Automated test output
Taking this a step further, I created a different version of this script that would try out almost every combination of variables for blur, thresholding, etc on this set of images and figure out what the most optimized set of variables would be that had the best accuracy. This script took quite a bit longer to run, around 7 hours on my machine, but in the end came up with a different set of variables that I didn’t find when I tested it manually.
With the process and code working in Python, it was time to convert this logic over to C++ (technically Objective C++) so I could embed this logic in my iOS application. Thankfully most of the code is really easy to port from Python to C++ since a lot of the methods and signatures are all the same. One of the main differences being that in C++ the methods operating on an Image Mat work on a pointer to the image where the Python code returns an image instead.
I won’t go into all the details of how to connect the iPhone camera to the image processing, but the basic idea is that you can use the AVFoundation
classes to setup an AVCaptureSession
that will take input from the phone camera and stream the pixels to a buffer delegate where you can run your processing logic. This processing typically happens on a dispatch queue to avoid blocking your main thread.
In my app’s code, I take the raw pixel data and pass that into the processor that will end up returning a predicted digit string, an optional raw image after processing for debugging, and a basic confidence level of it’s prediction. Once it’s fairly confident with a value, it’ll display that on the screen.

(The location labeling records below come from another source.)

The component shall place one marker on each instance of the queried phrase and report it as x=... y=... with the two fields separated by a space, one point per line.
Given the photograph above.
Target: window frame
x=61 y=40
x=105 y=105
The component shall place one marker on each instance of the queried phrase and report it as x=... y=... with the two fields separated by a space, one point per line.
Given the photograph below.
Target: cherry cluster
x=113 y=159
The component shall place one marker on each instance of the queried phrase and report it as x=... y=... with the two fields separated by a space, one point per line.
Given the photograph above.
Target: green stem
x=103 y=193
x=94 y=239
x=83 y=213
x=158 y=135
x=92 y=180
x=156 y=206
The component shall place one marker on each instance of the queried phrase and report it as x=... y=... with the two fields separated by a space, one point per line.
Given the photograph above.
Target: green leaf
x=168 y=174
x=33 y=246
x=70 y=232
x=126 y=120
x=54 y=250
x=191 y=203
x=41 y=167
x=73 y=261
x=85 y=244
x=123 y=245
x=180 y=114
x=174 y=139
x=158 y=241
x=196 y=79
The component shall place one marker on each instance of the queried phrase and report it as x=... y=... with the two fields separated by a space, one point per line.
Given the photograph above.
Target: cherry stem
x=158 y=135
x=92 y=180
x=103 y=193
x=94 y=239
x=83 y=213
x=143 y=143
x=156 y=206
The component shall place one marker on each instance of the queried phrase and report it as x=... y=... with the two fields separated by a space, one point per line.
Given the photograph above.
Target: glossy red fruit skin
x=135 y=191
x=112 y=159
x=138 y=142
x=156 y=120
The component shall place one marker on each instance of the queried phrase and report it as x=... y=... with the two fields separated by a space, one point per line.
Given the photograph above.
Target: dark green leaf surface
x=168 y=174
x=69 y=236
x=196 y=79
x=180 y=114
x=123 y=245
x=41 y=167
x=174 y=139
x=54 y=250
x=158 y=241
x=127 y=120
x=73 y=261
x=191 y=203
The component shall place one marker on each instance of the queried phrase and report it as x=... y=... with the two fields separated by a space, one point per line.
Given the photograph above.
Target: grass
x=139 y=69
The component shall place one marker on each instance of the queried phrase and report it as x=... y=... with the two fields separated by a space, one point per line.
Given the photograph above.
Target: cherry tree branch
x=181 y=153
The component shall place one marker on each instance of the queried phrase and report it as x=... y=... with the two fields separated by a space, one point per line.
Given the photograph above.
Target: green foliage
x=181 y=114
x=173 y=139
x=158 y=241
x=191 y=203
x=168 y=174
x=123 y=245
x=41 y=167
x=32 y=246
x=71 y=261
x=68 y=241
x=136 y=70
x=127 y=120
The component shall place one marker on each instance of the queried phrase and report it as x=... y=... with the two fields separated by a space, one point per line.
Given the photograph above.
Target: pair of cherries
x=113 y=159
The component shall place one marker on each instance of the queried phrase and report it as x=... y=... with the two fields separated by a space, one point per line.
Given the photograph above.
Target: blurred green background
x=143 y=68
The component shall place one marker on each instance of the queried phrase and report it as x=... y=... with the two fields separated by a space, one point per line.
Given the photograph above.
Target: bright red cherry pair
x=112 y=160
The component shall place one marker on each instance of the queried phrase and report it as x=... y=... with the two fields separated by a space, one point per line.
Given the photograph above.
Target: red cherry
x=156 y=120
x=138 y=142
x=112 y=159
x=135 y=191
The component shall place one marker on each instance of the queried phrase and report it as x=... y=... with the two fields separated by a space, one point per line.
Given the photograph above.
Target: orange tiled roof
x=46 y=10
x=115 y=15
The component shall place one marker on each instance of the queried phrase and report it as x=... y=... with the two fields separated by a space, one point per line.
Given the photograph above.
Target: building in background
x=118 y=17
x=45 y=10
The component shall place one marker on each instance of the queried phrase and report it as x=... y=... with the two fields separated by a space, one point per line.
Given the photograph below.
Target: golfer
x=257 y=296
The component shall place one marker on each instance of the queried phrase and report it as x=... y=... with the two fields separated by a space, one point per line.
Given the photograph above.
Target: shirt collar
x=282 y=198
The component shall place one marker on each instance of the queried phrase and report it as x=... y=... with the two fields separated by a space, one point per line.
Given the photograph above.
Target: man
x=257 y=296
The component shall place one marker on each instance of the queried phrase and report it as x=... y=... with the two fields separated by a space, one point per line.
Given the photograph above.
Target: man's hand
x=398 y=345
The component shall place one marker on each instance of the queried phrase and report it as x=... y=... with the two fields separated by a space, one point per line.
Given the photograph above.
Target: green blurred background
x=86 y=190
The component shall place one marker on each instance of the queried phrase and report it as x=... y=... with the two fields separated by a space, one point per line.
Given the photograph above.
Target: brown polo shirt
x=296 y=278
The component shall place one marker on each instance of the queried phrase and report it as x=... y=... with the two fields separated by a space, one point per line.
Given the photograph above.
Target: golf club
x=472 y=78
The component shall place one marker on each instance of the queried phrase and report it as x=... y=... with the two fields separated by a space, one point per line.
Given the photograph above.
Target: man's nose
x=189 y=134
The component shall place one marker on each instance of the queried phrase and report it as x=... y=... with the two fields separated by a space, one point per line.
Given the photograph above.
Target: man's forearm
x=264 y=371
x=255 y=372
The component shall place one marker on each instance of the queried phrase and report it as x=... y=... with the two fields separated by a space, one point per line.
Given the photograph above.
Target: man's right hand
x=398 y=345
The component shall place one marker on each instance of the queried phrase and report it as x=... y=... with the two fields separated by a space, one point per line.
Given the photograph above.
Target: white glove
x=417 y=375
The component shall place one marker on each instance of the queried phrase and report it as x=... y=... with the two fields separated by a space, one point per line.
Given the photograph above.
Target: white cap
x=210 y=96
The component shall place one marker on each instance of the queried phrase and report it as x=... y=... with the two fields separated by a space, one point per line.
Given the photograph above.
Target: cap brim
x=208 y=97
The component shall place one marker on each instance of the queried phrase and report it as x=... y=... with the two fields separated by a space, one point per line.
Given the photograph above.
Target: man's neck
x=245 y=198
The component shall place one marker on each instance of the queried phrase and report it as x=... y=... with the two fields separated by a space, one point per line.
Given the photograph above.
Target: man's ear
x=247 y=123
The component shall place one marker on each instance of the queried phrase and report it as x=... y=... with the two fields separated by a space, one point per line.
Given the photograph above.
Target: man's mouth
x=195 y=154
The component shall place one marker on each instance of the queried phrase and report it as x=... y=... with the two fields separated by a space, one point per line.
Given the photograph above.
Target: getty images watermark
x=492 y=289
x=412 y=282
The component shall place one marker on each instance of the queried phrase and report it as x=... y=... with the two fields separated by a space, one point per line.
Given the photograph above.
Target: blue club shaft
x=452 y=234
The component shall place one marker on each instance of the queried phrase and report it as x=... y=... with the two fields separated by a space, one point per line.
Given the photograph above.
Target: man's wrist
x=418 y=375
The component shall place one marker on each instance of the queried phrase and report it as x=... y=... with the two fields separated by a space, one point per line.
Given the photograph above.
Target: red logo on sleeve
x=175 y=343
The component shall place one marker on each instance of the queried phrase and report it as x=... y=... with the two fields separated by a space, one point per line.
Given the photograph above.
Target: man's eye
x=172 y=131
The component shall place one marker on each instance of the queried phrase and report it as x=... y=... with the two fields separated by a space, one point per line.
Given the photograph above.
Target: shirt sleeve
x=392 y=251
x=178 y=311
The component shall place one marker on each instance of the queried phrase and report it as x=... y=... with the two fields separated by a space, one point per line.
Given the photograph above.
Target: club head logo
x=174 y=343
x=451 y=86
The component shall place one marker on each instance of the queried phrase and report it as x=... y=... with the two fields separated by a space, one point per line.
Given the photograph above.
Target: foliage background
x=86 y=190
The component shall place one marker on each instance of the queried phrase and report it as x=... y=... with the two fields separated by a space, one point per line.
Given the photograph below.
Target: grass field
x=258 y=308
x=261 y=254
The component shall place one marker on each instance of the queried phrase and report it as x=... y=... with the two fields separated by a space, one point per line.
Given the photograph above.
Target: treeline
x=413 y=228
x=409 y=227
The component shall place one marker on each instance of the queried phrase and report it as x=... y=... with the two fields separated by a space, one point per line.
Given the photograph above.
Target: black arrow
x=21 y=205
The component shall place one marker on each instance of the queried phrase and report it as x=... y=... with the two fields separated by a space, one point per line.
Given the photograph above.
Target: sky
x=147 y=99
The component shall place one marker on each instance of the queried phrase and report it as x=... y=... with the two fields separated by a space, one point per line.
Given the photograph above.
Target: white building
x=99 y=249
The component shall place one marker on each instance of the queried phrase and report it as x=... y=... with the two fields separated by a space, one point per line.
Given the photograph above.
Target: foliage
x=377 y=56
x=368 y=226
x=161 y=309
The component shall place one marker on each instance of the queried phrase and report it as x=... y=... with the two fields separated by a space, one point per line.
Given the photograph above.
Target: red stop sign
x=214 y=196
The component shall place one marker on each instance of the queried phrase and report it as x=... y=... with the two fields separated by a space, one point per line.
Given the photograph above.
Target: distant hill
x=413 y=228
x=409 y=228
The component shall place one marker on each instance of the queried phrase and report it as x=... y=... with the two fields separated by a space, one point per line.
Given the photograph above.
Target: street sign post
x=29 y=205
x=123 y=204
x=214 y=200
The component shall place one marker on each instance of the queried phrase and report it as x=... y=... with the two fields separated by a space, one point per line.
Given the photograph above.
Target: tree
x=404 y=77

One note on the usability in the implementation is that in order capture the digits, the user has to tap a button on the screen. I noticed in testing that the movement of your hand to hit the button sometimes would cause the digits to recalculate and you might end up with digits you didn’t want. So rather than take the digits from the point when you press the button, the code will take a running average of the most calculated value over the duration and display that one. This helps with any sudden movements that occur when you tap the button to save and also avoids a constant jitter of readings while the processor is running.
Here is a quick clip of the app running:
Whether or not this is a feature that anyone will actually ever use is yet to be determined, but it was a fun exercise in implementing some of the Machine Learning concepts and playing with OpenCV. Since I work from home, I don’t actually fill up my car very often, so I haven’t tested this a ton in the real world, but in the app you can send me your fuel pump images if the scanning doesn’t work and I can try to make it better in the future.
So far in my testing the biggest issue the app has is with the glare on the pump display. Depending on the lighting at the pump and the angle of the phone can lead to some scans that just don’t work. I’m still working on the best way to handle those issues.
For future releases, I’d love to be able to scan the entire pump display at once, and then find the digits and split them automatically into cost and amount. Due to the differences in pumps, it’s not always consistent where these numbers are and are sometimes in individual lcd panels.
I’m still messing with different ideas to isolate the digits, but figured I’d share what I have so far and see how it goes. Maybe there are much better ways to do this; if you know of any tips/tricks, let me know!